CLINICAL CASES OF COMPREHENSIVE TREATMENT OF OVARIAN CANCER USING HYPERTHERMIC INTRAPERITONEAL CHEMOPERFUSION (HIPEC)
DOI:
https://doi.org/10.52532/2521-6414-2025-4-78-646Keywords:
ovarian cancer, hyperthermic intraperitoneal chemoperfusion (HIPEC), cytoreductive surgery (CRS), hyperthermia, platinum-sensitive recurrence, complications, clinical caseAbstract
Relevance: Ovarian cancer remains one of the most lethal malignancies of the female reproductive system due to late diagnosis and a high rate of recurrence. Even after optimal cytoreduction, microscopic peritoneal implants often persist, leading to poor five-year survival outcomes. Hyperthermic intraperitoneal chemoperfusion (HIPEC) is considered a promising locoregional treatment modality that enhances therapeutic efficacy through the destruction of micrometastases and increased sensitivity to platinum-based agents. International studies demonstrate improvements in overall and progression-free survival with the use of CRS + HIPEC; however, in Kazakhstan, clinical experience with this method remains limited, making the analysis of clinical cases particularly relevant.
The study aimed to analyze the specifics of management and outcomes of complex treatment of advanced ovarian cancer using cytoreductive surgery and hyperthermic intraperitoneal chemoperfusion in the clinical practice of Kazakhstan.
Methods: The article describes clinical cases of three patients with advanced ovarian cancer. Following imaging and histological confirmation, the patients received 3–4 cycles of neoadjuvant polychemotherapy, underwent interval complete cytoreductive surgery (CC-0), and subsequently HIPEC with cisplatin (130–150 mg). Treatment efficacy was assessed by computed tomography and serum CA-125 levels.
Results: In all three cases, optimal cytoreduction was performed after neoadjuvant chemotherapy, followed by cisplatin-based HIPEC at a dose of 130–150 mg. The treatment achieved adequate disease control: a marked decrease in CA-125 and no signs of early progression during postoperative follow-up. The postoperative period was satisfactory, with no severe complications requiring reoperation. All patients achieved clinical stabilization of the disease.
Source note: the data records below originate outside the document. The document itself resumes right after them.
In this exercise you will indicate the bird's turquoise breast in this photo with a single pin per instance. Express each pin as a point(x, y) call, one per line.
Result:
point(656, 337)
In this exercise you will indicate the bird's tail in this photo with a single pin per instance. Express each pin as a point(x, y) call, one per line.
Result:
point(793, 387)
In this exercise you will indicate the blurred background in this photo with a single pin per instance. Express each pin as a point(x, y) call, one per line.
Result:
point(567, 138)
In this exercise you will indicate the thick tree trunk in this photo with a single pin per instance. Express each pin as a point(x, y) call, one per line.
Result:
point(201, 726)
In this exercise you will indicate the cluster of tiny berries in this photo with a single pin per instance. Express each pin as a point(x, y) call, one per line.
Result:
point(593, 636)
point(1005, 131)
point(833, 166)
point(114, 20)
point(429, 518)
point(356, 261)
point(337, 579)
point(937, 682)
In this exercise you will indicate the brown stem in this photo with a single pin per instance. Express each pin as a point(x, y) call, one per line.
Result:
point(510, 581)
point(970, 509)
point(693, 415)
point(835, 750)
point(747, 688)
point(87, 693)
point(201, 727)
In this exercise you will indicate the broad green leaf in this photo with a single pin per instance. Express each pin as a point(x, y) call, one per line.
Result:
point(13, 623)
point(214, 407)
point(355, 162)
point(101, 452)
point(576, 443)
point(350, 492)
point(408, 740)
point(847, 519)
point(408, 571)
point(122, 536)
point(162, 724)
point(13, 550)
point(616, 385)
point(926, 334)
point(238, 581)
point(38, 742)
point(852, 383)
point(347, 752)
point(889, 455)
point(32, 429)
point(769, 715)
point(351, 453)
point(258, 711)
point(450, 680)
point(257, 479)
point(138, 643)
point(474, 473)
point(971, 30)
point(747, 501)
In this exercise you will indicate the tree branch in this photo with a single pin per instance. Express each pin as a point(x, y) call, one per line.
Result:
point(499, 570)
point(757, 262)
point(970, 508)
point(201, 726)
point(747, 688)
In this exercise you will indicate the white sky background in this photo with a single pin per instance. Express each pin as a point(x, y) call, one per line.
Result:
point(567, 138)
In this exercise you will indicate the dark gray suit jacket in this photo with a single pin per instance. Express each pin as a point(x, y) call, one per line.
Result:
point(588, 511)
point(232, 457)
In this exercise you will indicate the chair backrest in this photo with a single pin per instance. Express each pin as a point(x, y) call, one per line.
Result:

Conclusion: The combined approach including NACT, cytoreduction, and HIPEC demonstrated both effectiveness and acceptable safety in patients with advanced ovarian cancer. All cases showed a decline in CA-125 levels and absence of early progression. These findings support the potential for wider implementation of HIPEC in clinical practice in Kazakhstan.